Aklınıza ne gelirse, hemen her şeyi kitaplarda bulmak mümkün! Fakat bu nazlı, nadide çiçeklere karşı titiz olmak gerekirmiş. Bunu, geç anladım. Ben de, her şeyimle size benziyordum. İlk kitaplarımı karalar, orasını, burasını çizerdim. Bu konuşamayan arkadaşım, nasıl olsa beni, kimseye şikâyet etmez, bu yüzden de kulağım çekilmezdi. Bazılarını arkadaşlarıma verdim, geri alamadım. Bazılarını da çerezcilere sattım, külâh olmalarına katlandım. Fakat okudukça, uyandım.
Kitap, karalanmak için midir? Değil!
Kitap, çerezciye kilo kilo satılmalı mıdır? Hayır!
Kitap, vitrin süsü müdür? Hiç sanmam!
Bütün bunların dışında kitap, her şeydir... Dosttur, sırdaştır, kocaman bir dünyadır.
Bilseniz, ilk kitabım yayınlanıncaya kadar, ne sıkıntılara katlandım, neler çektim? Hani, dokuz doğurdum desem, inanın! Doğumu zor olan bebek, sevilmez mi?
Çok defa büyüklerimiz yanılır. Kitaplara iyi, kötü, faydalı, zararlı diye bakarlar. Dünyanın en büyük yanlışı burada yatıyor. Bana göre kitabın iyisi, kötüsü yoktur. Okumak için kitabın kapağını şöyle bir açtığımızda, bütün yazılanların doğruluğuna kaptırırsak kendimizi, elbette bundan kötülük de görürüz, zarar da. Şunu demek istiyorum; kitabın esiri olduğumuz gün, bizim için her şey biter.

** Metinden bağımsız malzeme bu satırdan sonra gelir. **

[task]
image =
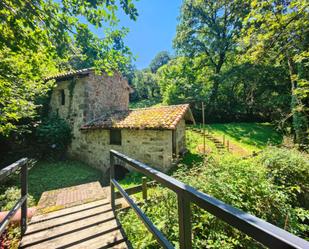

Ama kitaba hakim olduğumuz gün, küçük dünyamız genişler, her şeyi daha iyi anlamaya başlarız. İyinin, kötünün, faydalının, zararlının sınırlarını öğrenir, seçme hakkımızı kullanır, kendimize uygun gelen yolda ilerleriz.
Bütün kitapları sevelim, onları koruyalım.
Kitapların en büyüğü Kur'an, "Oku!" sözüyle başlar, bunu asla unutmayalım!